The test detects each function module of the system one by one, comprises a CAN bus data receiving and transmitting module, a fault injector module and a control software module, checks enumerated functions in demand analysis, fully tests the normal operation of each function of the system, and inputs reasonable and unreasonable test data to test the operation of the function and the error handling condition.

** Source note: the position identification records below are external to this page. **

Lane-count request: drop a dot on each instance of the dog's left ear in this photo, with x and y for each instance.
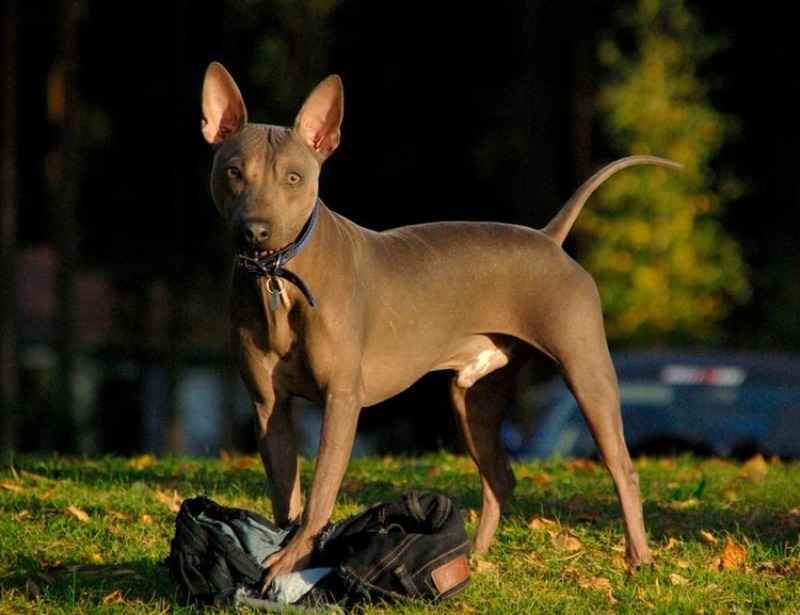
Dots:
(319, 121)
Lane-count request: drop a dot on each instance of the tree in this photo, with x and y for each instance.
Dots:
(667, 271)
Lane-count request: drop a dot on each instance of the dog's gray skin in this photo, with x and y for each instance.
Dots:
(466, 297)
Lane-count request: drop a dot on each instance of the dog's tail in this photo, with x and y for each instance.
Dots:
(562, 222)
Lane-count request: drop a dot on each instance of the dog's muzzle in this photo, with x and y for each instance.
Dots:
(271, 265)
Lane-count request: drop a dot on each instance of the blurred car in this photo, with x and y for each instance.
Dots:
(708, 403)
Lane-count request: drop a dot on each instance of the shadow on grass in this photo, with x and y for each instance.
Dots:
(81, 586)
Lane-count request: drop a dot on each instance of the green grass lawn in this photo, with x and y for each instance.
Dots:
(88, 535)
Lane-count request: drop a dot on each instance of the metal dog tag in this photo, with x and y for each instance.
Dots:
(274, 288)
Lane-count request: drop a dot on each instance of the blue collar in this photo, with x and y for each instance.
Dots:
(272, 266)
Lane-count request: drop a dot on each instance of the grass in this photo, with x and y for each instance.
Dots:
(88, 535)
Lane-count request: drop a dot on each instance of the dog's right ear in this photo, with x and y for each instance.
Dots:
(223, 108)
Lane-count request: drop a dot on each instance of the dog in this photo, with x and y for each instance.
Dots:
(346, 317)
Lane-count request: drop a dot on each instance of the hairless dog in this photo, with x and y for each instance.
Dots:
(346, 317)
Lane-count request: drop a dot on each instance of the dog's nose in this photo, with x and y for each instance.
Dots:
(255, 234)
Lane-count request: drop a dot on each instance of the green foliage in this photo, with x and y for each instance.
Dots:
(87, 535)
(666, 268)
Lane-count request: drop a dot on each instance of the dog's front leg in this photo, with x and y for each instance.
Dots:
(277, 445)
(339, 424)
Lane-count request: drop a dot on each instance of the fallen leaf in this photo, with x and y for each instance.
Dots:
(470, 515)
(587, 517)
(113, 597)
(541, 524)
(708, 538)
(677, 579)
(734, 556)
(141, 462)
(80, 514)
(685, 504)
(672, 543)
(594, 583)
(172, 500)
(244, 463)
(481, 566)
(566, 541)
(11, 486)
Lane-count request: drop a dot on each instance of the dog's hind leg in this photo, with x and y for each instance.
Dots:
(479, 410)
(589, 372)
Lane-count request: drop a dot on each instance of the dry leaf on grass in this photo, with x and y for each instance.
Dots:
(677, 579)
(469, 515)
(141, 462)
(481, 566)
(172, 500)
(708, 538)
(734, 556)
(11, 485)
(80, 514)
(113, 597)
(540, 524)
(566, 541)
(244, 463)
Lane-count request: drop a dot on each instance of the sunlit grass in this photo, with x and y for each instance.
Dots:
(88, 535)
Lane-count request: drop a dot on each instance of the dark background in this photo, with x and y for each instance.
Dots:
(450, 113)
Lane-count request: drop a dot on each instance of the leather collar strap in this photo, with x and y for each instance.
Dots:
(272, 266)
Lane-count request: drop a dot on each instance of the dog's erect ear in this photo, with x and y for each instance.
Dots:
(319, 121)
(223, 108)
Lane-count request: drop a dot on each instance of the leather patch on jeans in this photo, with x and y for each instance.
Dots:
(448, 575)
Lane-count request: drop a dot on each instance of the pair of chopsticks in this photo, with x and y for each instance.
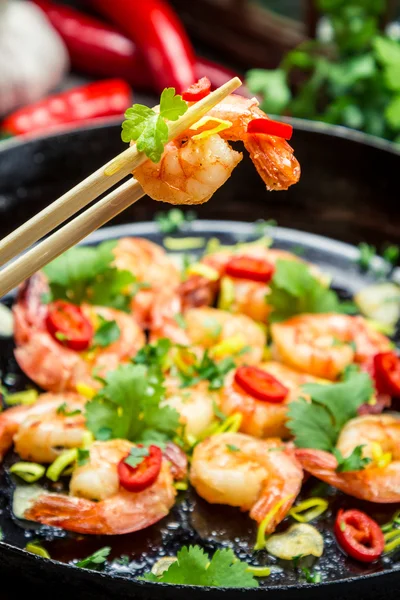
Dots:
(80, 196)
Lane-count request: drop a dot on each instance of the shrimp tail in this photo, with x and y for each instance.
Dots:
(274, 160)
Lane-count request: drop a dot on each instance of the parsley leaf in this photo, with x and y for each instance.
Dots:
(148, 128)
(353, 462)
(86, 274)
(136, 456)
(194, 567)
(317, 424)
(107, 333)
(294, 290)
(63, 410)
(94, 560)
(128, 407)
(205, 369)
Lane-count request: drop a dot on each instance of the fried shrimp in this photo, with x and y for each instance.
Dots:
(55, 367)
(191, 169)
(260, 418)
(254, 475)
(380, 480)
(39, 433)
(97, 504)
(324, 344)
(218, 331)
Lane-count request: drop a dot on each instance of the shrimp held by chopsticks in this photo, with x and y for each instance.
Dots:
(192, 168)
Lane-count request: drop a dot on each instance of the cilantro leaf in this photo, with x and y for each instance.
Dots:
(128, 406)
(148, 128)
(294, 290)
(317, 424)
(193, 567)
(107, 333)
(86, 274)
(136, 456)
(94, 560)
(207, 369)
(63, 410)
(353, 462)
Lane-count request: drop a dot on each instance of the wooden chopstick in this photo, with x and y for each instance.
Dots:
(98, 214)
(100, 181)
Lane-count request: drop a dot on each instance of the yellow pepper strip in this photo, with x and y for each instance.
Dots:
(227, 294)
(63, 461)
(229, 346)
(181, 486)
(37, 549)
(220, 125)
(309, 509)
(27, 397)
(392, 541)
(29, 472)
(260, 541)
(203, 270)
(85, 390)
(259, 571)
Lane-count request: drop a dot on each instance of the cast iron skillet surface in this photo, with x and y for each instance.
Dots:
(192, 520)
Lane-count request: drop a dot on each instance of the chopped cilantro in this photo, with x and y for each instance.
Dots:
(86, 274)
(354, 462)
(232, 448)
(136, 456)
(63, 410)
(83, 456)
(317, 424)
(107, 333)
(207, 369)
(194, 567)
(94, 560)
(149, 129)
(294, 290)
(171, 221)
(367, 253)
(128, 406)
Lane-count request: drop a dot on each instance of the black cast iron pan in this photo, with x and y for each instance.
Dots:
(340, 195)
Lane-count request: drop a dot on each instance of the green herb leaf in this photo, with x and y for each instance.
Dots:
(85, 274)
(63, 410)
(317, 424)
(94, 560)
(136, 456)
(128, 406)
(294, 290)
(107, 333)
(194, 567)
(149, 129)
(353, 462)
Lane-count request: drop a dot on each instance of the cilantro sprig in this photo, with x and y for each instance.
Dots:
(129, 407)
(194, 567)
(87, 274)
(317, 424)
(149, 129)
(294, 290)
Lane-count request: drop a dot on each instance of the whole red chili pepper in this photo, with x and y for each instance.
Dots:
(78, 105)
(100, 49)
(155, 27)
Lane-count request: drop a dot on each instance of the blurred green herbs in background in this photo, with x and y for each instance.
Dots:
(352, 78)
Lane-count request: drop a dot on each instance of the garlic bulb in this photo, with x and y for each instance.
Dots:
(33, 58)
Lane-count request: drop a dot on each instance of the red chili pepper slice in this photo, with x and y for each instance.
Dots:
(137, 479)
(198, 90)
(248, 267)
(359, 535)
(69, 326)
(387, 373)
(260, 385)
(270, 127)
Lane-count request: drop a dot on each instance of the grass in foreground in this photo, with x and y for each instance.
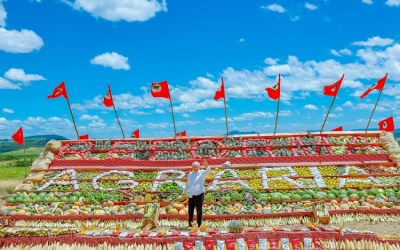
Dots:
(13, 173)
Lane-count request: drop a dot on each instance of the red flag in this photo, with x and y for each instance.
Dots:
(338, 129)
(183, 133)
(387, 124)
(60, 90)
(333, 89)
(84, 137)
(108, 101)
(160, 89)
(220, 93)
(275, 91)
(18, 136)
(378, 85)
(135, 134)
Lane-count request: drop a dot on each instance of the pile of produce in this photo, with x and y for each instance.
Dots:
(108, 201)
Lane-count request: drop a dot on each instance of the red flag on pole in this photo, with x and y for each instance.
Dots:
(160, 89)
(378, 85)
(135, 134)
(333, 89)
(84, 137)
(60, 90)
(182, 133)
(338, 129)
(275, 91)
(18, 136)
(108, 101)
(220, 93)
(387, 124)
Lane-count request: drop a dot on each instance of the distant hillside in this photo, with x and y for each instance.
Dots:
(36, 141)
(236, 132)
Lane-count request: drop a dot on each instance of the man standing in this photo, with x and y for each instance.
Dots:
(195, 189)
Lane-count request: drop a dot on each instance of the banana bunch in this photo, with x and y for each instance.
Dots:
(355, 245)
(344, 218)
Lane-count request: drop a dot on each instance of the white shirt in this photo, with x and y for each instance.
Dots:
(195, 182)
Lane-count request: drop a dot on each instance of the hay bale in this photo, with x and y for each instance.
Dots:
(24, 187)
(41, 164)
(34, 177)
(53, 145)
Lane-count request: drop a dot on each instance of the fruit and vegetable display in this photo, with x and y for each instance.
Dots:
(90, 193)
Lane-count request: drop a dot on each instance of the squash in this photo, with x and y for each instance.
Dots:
(147, 198)
(178, 206)
(172, 211)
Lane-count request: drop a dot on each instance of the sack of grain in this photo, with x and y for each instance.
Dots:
(41, 164)
(53, 145)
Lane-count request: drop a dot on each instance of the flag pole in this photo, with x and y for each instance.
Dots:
(326, 117)
(73, 119)
(226, 117)
(26, 174)
(277, 115)
(369, 121)
(173, 117)
(116, 114)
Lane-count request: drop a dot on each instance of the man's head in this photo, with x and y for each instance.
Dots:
(195, 166)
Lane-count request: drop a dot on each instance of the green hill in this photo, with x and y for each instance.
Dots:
(36, 141)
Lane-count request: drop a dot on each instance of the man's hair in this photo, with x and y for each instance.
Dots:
(196, 163)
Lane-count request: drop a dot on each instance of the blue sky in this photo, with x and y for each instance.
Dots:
(131, 43)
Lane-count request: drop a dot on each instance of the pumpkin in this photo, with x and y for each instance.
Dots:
(172, 211)
(178, 206)
(235, 226)
(378, 202)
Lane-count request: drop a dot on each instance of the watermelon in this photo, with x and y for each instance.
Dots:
(306, 197)
(274, 197)
(320, 195)
(296, 197)
(32, 195)
(64, 199)
(354, 196)
(285, 197)
(10, 199)
(19, 199)
(330, 195)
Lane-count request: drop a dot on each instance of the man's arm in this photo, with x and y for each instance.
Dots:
(208, 169)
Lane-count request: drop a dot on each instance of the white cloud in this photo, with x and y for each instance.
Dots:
(121, 10)
(3, 15)
(20, 76)
(6, 84)
(274, 7)
(310, 107)
(24, 41)
(375, 41)
(8, 111)
(393, 3)
(310, 6)
(338, 109)
(342, 52)
(270, 61)
(89, 117)
(348, 104)
(112, 60)
(157, 125)
(252, 115)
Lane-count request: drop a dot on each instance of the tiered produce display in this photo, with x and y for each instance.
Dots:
(128, 193)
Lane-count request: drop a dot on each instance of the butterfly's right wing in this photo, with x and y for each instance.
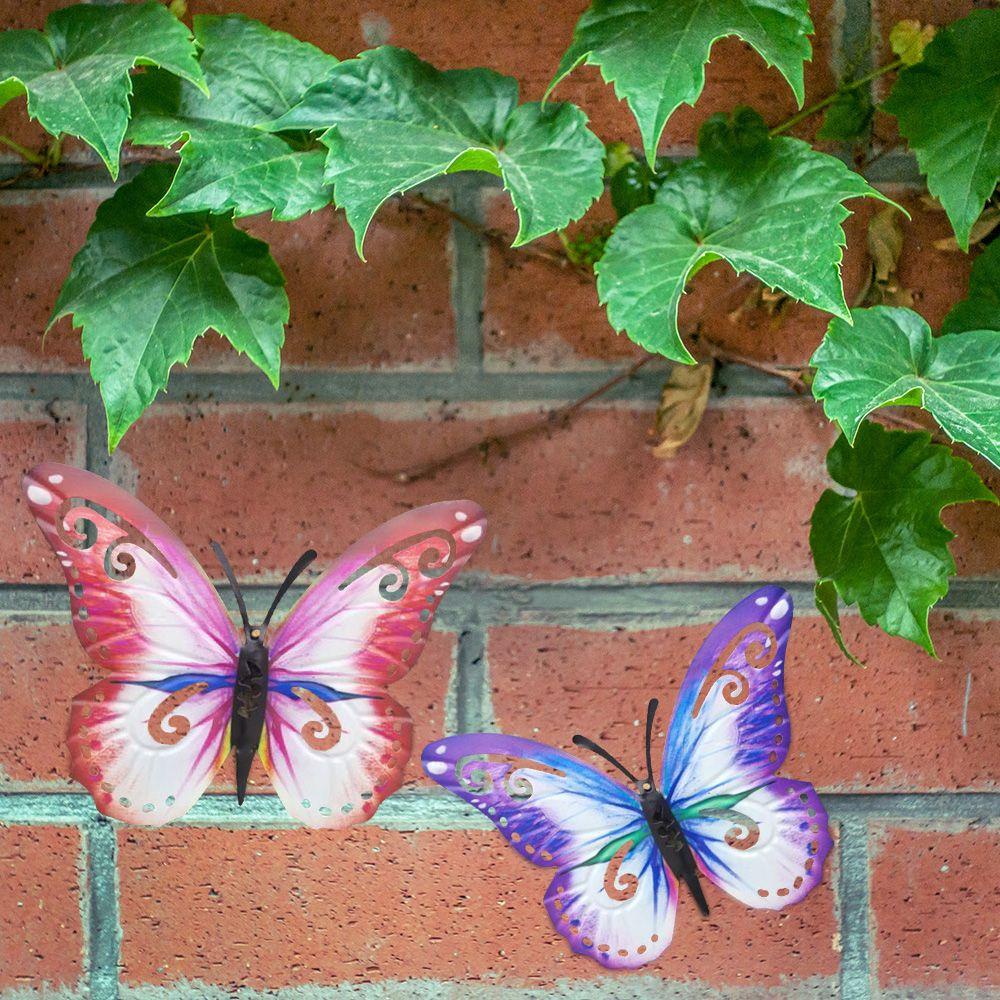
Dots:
(761, 837)
(611, 897)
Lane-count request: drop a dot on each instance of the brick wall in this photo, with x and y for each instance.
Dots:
(603, 570)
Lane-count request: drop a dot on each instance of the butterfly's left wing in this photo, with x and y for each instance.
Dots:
(759, 836)
(611, 896)
(146, 740)
(335, 742)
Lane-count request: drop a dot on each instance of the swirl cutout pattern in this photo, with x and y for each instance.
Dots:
(743, 834)
(83, 535)
(628, 884)
(432, 563)
(322, 733)
(472, 772)
(760, 650)
(180, 725)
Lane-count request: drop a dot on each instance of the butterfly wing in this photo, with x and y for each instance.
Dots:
(336, 744)
(760, 837)
(611, 896)
(147, 740)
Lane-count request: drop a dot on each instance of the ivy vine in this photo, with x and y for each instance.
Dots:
(260, 121)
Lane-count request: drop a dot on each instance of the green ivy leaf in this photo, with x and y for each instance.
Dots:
(980, 309)
(394, 122)
(828, 605)
(636, 184)
(768, 206)
(884, 547)
(889, 357)
(144, 289)
(909, 38)
(948, 107)
(76, 73)
(654, 51)
(227, 164)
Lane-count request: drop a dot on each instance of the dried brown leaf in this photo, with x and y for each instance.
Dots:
(682, 405)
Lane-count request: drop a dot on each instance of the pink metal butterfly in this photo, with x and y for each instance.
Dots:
(720, 808)
(184, 689)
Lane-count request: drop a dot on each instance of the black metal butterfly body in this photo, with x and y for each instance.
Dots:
(664, 829)
(250, 689)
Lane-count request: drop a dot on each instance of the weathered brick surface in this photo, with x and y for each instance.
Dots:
(211, 910)
(29, 434)
(42, 667)
(591, 501)
(935, 896)
(273, 908)
(906, 723)
(333, 321)
(41, 937)
(40, 233)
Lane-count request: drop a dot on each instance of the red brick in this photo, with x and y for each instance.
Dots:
(333, 320)
(31, 433)
(278, 908)
(900, 725)
(527, 40)
(935, 897)
(42, 667)
(393, 311)
(522, 41)
(537, 315)
(39, 234)
(735, 502)
(41, 938)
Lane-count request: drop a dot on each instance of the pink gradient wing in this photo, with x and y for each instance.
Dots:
(146, 741)
(336, 744)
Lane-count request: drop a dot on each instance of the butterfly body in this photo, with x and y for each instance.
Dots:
(182, 689)
(718, 808)
(249, 709)
(668, 836)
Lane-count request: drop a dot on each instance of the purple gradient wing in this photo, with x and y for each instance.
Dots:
(767, 848)
(611, 897)
(729, 730)
(620, 913)
(760, 837)
(553, 809)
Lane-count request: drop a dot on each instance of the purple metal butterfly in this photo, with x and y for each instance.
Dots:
(720, 809)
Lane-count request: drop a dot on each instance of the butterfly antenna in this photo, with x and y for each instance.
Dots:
(582, 741)
(231, 576)
(293, 573)
(650, 719)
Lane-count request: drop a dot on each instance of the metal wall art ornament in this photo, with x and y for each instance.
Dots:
(184, 688)
(720, 810)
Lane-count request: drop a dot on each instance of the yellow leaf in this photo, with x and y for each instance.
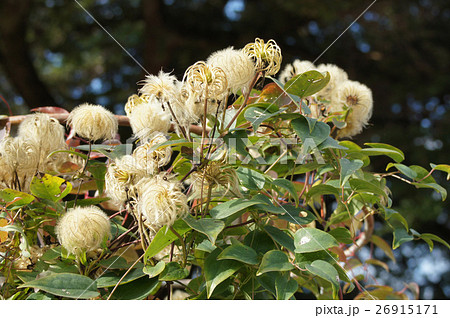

Serial port setting and self-checking

The first step is as follows: the system login equivalence classes are shown in table 10.

Table 10 system login equivalence class division table

The second step is that: the system registration test is shown in table 11, for example.

Table 11 system login equivalence class division table

The third step: the serial port setting process and the test process are shown in fig. 16.

The fourth step: the system entry white box test data is shown in table 12.

Table 12 system login white box test meter

Protocol layer fault injection

The first step is as follows: the protocol layer fault injection equivalence classes are shown in table 13.

Table 13 protocol layer fault injection equivalence class partitioning table

The second step is that: the protocol layer fault injection test is shown in table 14, for example.

Table 14 protocol layer fault injection test case table

The third step: the protocol layer fault injection test flow is shown in fig. 17.

The fourth step: protocol layer fault injection white box test data is shown in table 15.

Table 15 protocol layer fault injection white box test table

Integrated testing

And assembling all the modules together on the basis of unit testing to perform integration testing, and detecting that all the modules after integration can not work normally.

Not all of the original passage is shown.